On Thu, Nov 26, 2009 at 7:12 PM, Anthony Molinaro
<[email protected]> wrote:
> Unless you are using order preserving partitioning which might or might not
> be what you want, you won't be able to do a full scan. Instead you should
> probably have two column families, one keyed by primary, one by secondary,
> each with a column for the other, then you can do you operations. It
> uses more space, but disk is cheap so probably not a big deal.
yes, we thought so, using the second column family to only keep a list
of the keys in the former without the data.
> If you
> have to model a many-to-many relationship you can use super columns.

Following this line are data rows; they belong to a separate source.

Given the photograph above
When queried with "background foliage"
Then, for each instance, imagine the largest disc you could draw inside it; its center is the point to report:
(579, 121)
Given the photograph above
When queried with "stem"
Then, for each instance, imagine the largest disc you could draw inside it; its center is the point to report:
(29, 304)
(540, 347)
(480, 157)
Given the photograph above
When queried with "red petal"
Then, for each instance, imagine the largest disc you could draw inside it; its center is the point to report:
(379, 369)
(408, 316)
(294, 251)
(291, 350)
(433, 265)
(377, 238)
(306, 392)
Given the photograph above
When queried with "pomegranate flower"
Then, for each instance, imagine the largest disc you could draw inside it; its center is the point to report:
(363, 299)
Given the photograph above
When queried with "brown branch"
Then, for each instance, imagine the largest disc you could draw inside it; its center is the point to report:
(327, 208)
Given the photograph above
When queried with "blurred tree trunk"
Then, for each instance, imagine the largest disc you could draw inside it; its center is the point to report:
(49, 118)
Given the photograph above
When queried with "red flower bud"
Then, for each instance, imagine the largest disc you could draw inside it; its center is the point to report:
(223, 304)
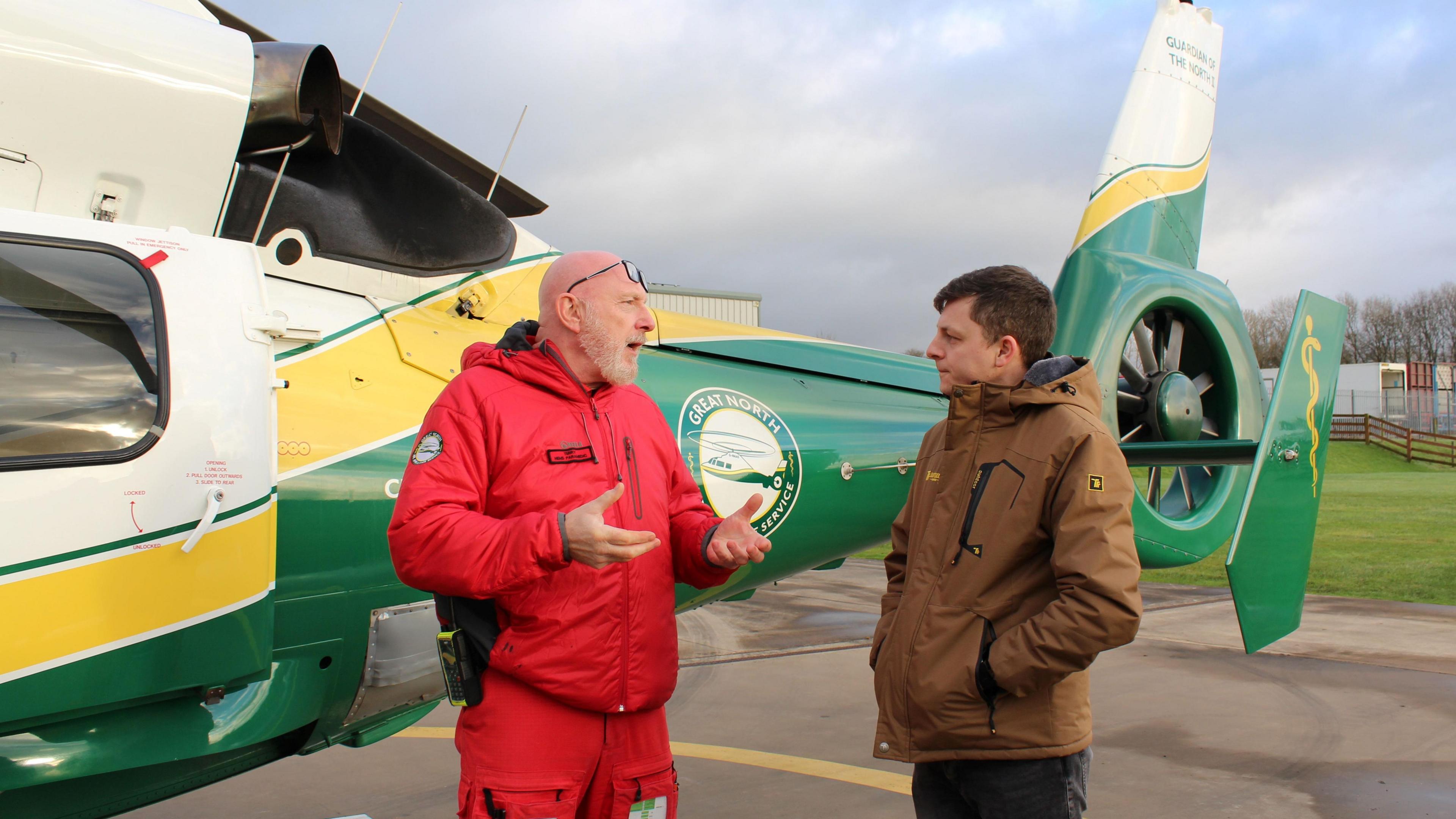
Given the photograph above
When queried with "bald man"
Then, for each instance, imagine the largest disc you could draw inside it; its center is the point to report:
(545, 482)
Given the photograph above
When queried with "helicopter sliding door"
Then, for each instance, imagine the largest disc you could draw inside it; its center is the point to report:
(136, 468)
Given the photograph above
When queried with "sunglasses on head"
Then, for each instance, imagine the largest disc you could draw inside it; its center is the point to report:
(634, 273)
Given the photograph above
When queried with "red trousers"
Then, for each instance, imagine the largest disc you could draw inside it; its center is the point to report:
(525, 755)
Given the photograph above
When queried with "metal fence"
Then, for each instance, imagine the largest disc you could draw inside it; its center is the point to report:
(1413, 445)
(1426, 410)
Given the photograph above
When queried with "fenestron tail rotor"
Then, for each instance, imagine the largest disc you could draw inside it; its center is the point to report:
(1168, 391)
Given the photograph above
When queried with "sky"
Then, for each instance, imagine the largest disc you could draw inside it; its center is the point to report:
(846, 159)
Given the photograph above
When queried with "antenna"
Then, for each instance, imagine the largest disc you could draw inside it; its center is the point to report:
(360, 98)
(500, 168)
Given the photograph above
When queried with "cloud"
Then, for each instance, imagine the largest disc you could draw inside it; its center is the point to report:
(848, 159)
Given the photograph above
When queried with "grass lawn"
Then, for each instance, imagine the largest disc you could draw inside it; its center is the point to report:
(1387, 531)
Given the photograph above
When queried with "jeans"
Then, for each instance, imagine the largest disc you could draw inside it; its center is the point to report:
(1002, 789)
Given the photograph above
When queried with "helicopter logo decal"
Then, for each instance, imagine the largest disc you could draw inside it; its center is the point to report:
(739, 447)
(1307, 358)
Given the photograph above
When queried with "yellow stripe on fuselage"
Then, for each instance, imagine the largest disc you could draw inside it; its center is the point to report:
(1135, 188)
(76, 613)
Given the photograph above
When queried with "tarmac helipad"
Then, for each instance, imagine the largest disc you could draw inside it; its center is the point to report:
(1352, 716)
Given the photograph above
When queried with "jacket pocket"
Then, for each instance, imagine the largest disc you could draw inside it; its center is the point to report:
(973, 541)
(646, 791)
(634, 480)
(943, 707)
(520, 796)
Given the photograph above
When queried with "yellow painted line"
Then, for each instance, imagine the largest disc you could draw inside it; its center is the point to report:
(825, 770)
(822, 769)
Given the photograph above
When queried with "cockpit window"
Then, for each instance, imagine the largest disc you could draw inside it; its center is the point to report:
(81, 356)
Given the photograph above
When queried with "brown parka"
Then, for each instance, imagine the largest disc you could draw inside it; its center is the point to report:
(1017, 540)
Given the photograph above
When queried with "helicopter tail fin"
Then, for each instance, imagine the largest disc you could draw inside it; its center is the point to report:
(1269, 562)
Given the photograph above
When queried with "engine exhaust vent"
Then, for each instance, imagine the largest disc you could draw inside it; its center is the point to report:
(296, 95)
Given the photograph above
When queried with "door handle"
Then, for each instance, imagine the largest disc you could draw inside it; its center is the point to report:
(215, 502)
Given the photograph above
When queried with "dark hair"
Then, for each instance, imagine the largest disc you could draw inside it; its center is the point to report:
(1010, 301)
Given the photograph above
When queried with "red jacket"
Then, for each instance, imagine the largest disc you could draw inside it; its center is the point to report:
(513, 442)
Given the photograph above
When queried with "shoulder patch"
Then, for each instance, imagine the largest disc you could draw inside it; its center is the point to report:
(428, 448)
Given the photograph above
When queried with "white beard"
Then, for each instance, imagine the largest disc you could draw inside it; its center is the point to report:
(612, 356)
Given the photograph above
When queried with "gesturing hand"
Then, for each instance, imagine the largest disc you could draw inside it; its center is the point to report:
(596, 544)
(736, 541)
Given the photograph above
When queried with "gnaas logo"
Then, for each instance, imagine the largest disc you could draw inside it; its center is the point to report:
(737, 447)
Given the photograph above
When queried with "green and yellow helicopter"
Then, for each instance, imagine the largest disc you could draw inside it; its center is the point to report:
(226, 305)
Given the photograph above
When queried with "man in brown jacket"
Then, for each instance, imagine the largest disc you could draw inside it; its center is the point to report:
(1012, 566)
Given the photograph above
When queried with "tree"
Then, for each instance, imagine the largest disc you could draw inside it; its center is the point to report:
(1269, 330)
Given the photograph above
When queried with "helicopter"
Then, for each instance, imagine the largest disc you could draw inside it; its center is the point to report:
(226, 305)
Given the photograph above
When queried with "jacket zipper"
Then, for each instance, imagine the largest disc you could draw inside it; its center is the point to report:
(612, 429)
(627, 632)
(627, 570)
(983, 475)
(988, 637)
(634, 480)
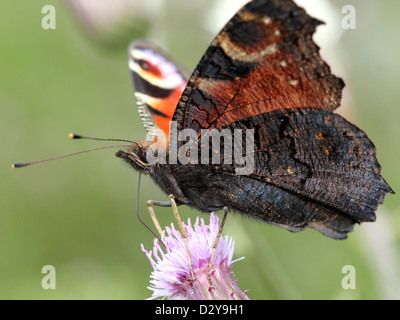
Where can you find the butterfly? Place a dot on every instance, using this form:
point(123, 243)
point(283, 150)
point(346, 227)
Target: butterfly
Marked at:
point(262, 72)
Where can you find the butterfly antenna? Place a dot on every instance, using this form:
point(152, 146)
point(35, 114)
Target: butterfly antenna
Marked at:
point(138, 215)
point(26, 164)
point(77, 136)
point(74, 136)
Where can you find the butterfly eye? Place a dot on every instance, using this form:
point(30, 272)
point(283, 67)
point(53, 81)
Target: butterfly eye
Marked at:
point(284, 120)
point(143, 64)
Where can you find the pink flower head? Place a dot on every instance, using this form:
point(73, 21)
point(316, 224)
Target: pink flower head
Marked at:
point(171, 277)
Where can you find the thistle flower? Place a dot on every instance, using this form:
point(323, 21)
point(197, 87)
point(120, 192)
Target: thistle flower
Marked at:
point(172, 278)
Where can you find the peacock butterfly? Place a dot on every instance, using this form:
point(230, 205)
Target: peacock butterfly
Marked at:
point(262, 72)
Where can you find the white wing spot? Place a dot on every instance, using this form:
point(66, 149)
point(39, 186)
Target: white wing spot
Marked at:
point(283, 63)
point(267, 20)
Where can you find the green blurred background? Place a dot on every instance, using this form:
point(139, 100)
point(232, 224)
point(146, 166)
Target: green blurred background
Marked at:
point(78, 214)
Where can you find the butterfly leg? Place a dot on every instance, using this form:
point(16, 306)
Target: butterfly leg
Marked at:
point(150, 204)
point(214, 247)
point(183, 231)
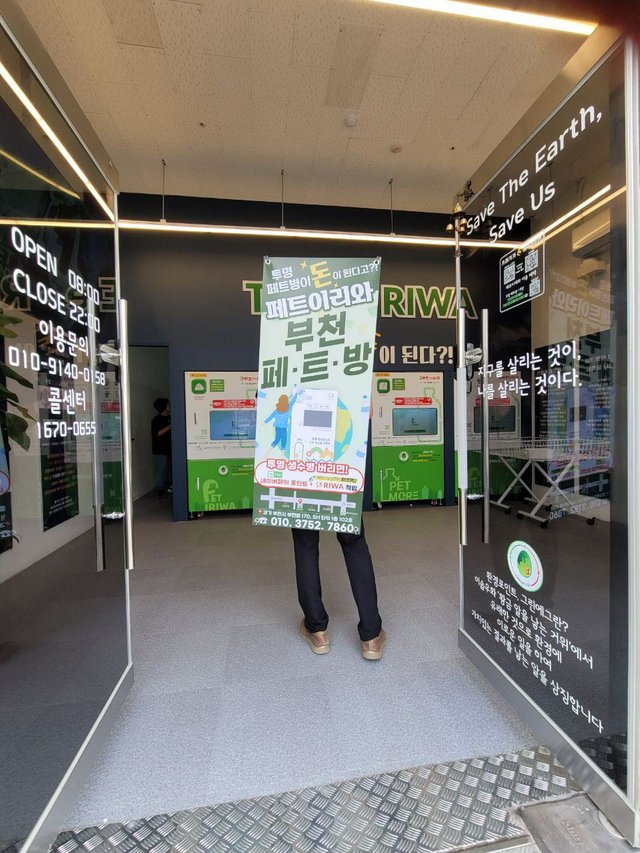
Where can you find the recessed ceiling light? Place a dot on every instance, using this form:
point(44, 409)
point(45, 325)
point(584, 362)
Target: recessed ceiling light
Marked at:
point(494, 13)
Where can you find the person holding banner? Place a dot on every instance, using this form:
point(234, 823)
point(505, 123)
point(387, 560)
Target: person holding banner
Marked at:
point(317, 335)
point(363, 585)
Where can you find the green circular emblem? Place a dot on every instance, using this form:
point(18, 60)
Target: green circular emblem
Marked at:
point(525, 565)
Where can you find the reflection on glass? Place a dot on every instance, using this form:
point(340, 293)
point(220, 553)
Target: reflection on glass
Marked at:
point(62, 622)
point(547, 599)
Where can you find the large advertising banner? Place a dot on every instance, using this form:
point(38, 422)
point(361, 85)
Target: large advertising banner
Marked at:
point(314, 400)
point(408, 437)
point(220, 409)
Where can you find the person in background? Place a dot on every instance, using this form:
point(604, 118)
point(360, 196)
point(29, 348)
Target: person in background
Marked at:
point(161, 446)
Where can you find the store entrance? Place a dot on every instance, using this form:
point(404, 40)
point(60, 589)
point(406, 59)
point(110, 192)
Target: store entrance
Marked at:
point(543, 417)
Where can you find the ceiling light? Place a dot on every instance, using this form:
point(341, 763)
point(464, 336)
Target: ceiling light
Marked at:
point(301, 233)
point(493, 13)
point(58, 223)
point(37, 174)
point(53, 137)
point(578, 212)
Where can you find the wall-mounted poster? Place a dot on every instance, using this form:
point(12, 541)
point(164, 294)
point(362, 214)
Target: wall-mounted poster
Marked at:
point(407, 430)
point(220, 409)
point(316, 357)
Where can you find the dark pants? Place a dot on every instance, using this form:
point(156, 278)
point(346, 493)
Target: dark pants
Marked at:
point(360, 569)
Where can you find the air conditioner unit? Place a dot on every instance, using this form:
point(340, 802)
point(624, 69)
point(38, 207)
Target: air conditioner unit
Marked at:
point(592, 236)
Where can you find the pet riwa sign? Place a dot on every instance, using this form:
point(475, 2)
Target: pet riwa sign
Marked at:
point(317, 336)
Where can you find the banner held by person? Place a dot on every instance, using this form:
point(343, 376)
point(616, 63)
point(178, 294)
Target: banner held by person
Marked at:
point(314, 399)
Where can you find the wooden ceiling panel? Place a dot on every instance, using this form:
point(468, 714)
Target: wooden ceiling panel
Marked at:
point(231, 91)
point(133, 23)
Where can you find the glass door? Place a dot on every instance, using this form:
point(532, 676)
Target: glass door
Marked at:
point(544, 570)
point(63, 599)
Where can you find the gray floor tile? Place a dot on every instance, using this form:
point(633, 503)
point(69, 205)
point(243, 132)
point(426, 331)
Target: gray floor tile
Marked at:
point(229, 701)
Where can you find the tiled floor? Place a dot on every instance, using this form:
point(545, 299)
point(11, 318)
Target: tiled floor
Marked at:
point(230, 703)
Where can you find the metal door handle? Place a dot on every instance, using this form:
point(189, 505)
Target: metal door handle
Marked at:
point(125, 410)
point(461, 426)
point(486, 494)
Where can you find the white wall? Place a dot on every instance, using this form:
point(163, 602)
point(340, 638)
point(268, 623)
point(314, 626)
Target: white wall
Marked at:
point(149, 377)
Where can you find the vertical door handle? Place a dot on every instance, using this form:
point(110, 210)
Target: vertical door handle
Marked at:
point(461, 426)
point(125, 411)
point(486, 493)
point(96, 450)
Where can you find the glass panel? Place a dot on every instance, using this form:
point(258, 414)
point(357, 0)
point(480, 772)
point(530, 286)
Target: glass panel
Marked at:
point(63, 633)
point(547, 597)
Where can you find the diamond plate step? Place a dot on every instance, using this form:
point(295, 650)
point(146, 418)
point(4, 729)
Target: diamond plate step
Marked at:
point(442, 807)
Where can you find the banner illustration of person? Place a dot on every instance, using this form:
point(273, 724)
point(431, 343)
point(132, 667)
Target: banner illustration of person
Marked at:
point(314, 396)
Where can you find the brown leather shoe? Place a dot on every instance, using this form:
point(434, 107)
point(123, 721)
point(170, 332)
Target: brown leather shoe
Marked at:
point(372, 649)
point(318, 640)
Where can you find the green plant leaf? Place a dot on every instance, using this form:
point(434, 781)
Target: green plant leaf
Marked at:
point(10, 373)
point(17, 429)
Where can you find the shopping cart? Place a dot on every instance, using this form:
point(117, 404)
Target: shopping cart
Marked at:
point(556, 462)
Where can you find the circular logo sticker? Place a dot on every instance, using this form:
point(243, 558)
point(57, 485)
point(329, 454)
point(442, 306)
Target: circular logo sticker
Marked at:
point(525, 565)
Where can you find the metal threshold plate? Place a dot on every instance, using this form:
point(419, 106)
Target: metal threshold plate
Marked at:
point(570, 824)
point(439, 807)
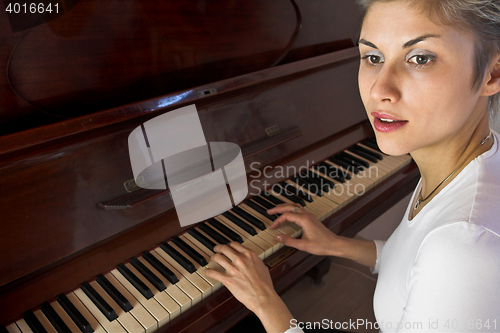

For now we are only storing a single attribute data, so we used normal
columns instead of super columns, so in the end our schema is
PrimaryCF
{ 'primary' => {'secondary'=>'data_0'} }
SecondaryCF
{'secondary'={'primary'=>''}
I believe that using a SuperColumn in PrimaryCF would be necessary
only when using more than one attribute, or are there other
implications I'm not seeing?
As for the secondary, I don't like the idea of storing a dummy value
(new byte[0]) when I only need the name, is that a smell that I should
be using something else?
<snip>
> You do your inserts into both, and for deletes you do a get_slice for the
> secondary id, which will give you all primary ids which contain the
> secondary id. Then you can delete everything.
yes, we actually did it a bit "smarter" by querying first, and keeping
a list of only the diff between the first and second insert. Thanks a
lot for your answer, it's been very useful.